RAG em 2026: avaliação com tracing e métricas
TL;DR
Em 2026, avaliar RAG deixou de ser só medir a resposta final. O padrão mais útil combina tracing por etapa, métricas diagnósticas de recuperação e grounding, e execuções reprodutíveis com datasets e critérios claros.
Na prática, isso muda o jeito de depurar falhas: você consegue ver se o problema nasceu no retrieval, no reranking, no prompt ou na resposta do modelo. Para times que operam em produção no Brasil, isso ajuda a justificar custo, reduzir retrabalho e criar uma trilha de qualidade mais próxima do que o usuário sente.
O que mudou em 2026 na avaliação de RAG
O ponto central é a convergência entre observabilidade e avaliação.

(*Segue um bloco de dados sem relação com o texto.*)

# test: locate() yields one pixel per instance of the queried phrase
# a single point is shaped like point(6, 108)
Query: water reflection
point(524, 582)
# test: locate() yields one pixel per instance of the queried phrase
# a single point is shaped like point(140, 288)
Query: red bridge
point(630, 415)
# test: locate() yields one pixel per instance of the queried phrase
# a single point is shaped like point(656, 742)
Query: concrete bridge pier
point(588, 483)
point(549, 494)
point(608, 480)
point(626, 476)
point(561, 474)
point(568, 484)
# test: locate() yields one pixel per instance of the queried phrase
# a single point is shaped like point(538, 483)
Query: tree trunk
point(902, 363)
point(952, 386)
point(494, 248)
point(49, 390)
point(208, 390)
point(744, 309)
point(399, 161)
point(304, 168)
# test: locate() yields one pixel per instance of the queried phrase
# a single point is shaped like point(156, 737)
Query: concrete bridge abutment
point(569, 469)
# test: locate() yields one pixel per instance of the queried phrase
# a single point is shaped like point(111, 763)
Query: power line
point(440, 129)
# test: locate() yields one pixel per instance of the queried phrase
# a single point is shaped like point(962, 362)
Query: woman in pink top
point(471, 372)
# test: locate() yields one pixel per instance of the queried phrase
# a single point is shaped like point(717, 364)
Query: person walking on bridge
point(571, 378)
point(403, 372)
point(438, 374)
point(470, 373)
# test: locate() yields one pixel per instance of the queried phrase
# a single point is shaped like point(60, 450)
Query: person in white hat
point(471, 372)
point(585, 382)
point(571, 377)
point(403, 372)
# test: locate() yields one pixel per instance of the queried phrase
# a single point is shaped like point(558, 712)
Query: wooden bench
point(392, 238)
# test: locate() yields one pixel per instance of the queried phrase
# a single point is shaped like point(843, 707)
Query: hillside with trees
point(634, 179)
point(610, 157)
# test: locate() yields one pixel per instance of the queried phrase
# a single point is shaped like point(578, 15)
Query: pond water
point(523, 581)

Em vez de rodar um benchmark esporádico sobre a saída final, as plataformas passaram a tratar cada etapa do fluxo RAG como dado avaliável: consulta, recuperação de documentos, reranking, chamada ao LLM e resposta. O resultado é um diagnóstico mais útil para engenharia, porque o erro aparece com contexto.
Esse movimento aparece de forma explícita nos docs do Phoenix tracing tutorial, no fluxo oficial de evaluation do LangSmith e no tutorial de avaliação de RAG com datasets. A lógica é parecida: você instrumenta o pipeline, guarda os dados de execução e aplica métricas ou juízes automáticos sobre esses rastros.
Na prática, isso reduz o velho problema de “a resposta está ruim, mas não sei por quê”. Se o documento certo não entrou no contexto, a métrica de recuperação acusa. Se o contexto estava correto mas a resposta alucinou, o problema tende a aparecer em métricas de grounding ou faithfulness.
Tracing: o eixo que organiza o diagnóstico
Tracing virou a base para avaliar RAG porque ele transforma execução em evidência. O Phoenix, por exemplo, usa spans e IDs de trace para associar eventos de recuperação e de geração às mesmas execuções, o que facilita inspecionar cada consulta de ponta a ponta. O tutorial de tracing e o cookbook de avaliação com RAG mostram campos de retrieval e scores anexados aos spans na própria observabilidade.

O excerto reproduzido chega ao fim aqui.